What is GUESS?
GUESS, an abbreviation for Gradually Enriching Synthesis, is a diffusion based generative framework instructed to visualize human motion when provided with text. The algorithm can be simplified to a translation from text to video. It starts with a course model and gradually adds complexity to said model, that is why it is named Gradually Enriching Synthesis. Also, it is called diffusion based since it generates many answers and uses them to steadily get the perfect result. On a side note, GUESS is also integrated with a dynamic fusion mechanism to balance the given text prompts.
How GUESS works?
The nature of the task is formidable: words may not be able to precisely describe what is wanted, like the magnitude of the action. Therefore, a delicate solution is required. The program can create 4 different types of skeletons each with different amounts of detail: S1, S2, S3, and S4. Each type of skeleton is produced many times to give feedback and increase its precision. When the text is given, a predetermined number of rough estimations of the pose (S1) are made. Then the position data from S1 is sent to S2, S3, and S4. S2 and S3 are made which feature body parts in contrast to S1. Further information received from S2 and S3 such as 3D rotation, kinematic chains, velocity, and foot contact based on their joint positions are extrapolated to S4. S4 is a very rough drawing and shows the trajectory of the motion sequence. Each of the stages is sent to their own denoisers and compiled to a 3D object. Finally, diffusion is used to turn the 3D object into a human-like form. This cycle is repeated to create motion.

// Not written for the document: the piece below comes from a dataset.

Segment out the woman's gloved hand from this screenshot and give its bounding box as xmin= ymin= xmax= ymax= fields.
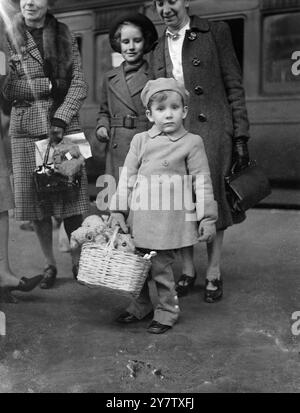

GUESS, along with several other relevant software, was experimented on to test its performance. The experiments were conducted using multiple databases: HumanML3D, a commonly used large dataset for human motion; KIT-ML, a dataset containing raw motion samples; HumanAct12, a data set specialized in daily indoor activities; UESTC, the biggest dataset with over 72.000 human motion samples. All the selected programs were run through the datasets and evaluated by OpenAI’s CLIP on how correct the motion is, how many words it understood, diversity between different prompts, and accuracy. GUESS outperforms state-of-the-art methods by an astounding margin in most of the categories. For example, it passed M2T-GPT in every metric measured.
The future of GUESS
GUESS is a big advancement in human animation. This can be a direct improvement in the world of VR, game design, and cinematography. Even though, GUESS can execute these, it has limitations. Currently, GUESS is a static network. It has a fixed number of four scales, but scientists are planning to make it sample dependent, changing the scale amount based on the action. Making it a dynamic system will help get much quicker and higher quality results. Secondly, the researchers are hoping to further develop the guessing method by making GUESS generate a low-resolution estimate at first and adding detail as the process continues.